Quando mi chiedono quanto tempo serve per cambiare la cultura di un'organizzazione, rispondo con un'altra domanda.
"Quanto tempo serve per perdere peso senza riprenderlo?"
La risposta è simile. Dipende da quanto si è disposti a cambiare le abitudini, non da quanto in fretta si vuole arrivare.
Le diete drastiche delle organizzazioni
Molte organizzazioni hanno investito tempo e budget in interventi che promettevano risultati rapidi. Una giornata sulla leadership. Due workshop sulla comunicazione. Un corso sulla sicurezza psicologica.
Somigliano a una dieta drastica di due settimane. Nell'immediato qualcosa si muove. Poi, spesso, tutto torna com'era.
Perché il problema non era il peso di quel momento. Erano le abitudini di ogni giorno.
Cambiare le condizioni, non solo le persone
Un cambiamento culturale che regge non nasce da un intervento intenso e isolato. Nasce dal cambiare le condizioni quotidiane in cui le persone lavorano: il modo in cui si guida, la chiarezza dei ruoli, la possibilità di esprimersi senza conseguenze.
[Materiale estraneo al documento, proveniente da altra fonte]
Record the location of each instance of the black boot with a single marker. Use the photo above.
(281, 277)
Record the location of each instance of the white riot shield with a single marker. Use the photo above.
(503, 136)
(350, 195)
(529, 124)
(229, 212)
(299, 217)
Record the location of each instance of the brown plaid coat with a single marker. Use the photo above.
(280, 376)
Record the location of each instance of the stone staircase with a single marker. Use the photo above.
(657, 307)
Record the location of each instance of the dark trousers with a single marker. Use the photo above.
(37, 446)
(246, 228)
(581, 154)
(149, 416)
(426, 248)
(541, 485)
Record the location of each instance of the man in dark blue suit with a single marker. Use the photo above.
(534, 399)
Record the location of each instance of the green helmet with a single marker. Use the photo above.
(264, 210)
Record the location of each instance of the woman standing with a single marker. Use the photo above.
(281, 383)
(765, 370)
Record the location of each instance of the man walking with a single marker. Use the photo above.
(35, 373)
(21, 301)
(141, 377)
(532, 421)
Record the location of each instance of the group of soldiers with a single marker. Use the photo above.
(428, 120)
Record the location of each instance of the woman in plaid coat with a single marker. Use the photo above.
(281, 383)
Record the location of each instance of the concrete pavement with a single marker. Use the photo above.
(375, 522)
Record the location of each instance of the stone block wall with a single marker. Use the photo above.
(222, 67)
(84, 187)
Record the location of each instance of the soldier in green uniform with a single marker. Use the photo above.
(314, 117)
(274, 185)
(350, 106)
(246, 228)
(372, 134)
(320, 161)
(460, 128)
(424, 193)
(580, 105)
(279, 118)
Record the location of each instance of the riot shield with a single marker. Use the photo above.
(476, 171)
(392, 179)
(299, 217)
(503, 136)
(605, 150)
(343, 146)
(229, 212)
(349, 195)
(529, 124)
Queste condizioni non cambiano in un giorno. Cambiano in mesi. A volte in anni.
E i segnali non arrivano tutti insieme. Di solito i primi sono i più piccoli: più persone che intervengono in riunione, un feedback detto con più franchezza. Gli effetti più ampi, sulla permanenza delle persone o sulla capacità di innovare, richiedono più tempo per diventare visibili.
Spendere meglio, non di meno
Quando si dicono queste cose, una reazione frequente è: "Ma abbiamo già speso molto."
È comprensibile. Ma la risposta non è investire meno. È investire meglio: meno interventi isolati, più continuità, e una misura che permetta di vedere cosa sta cambiando.
Una domanda utile: nella vostra organizzazione, state facendo una dieta, o state cambiando le abitudini?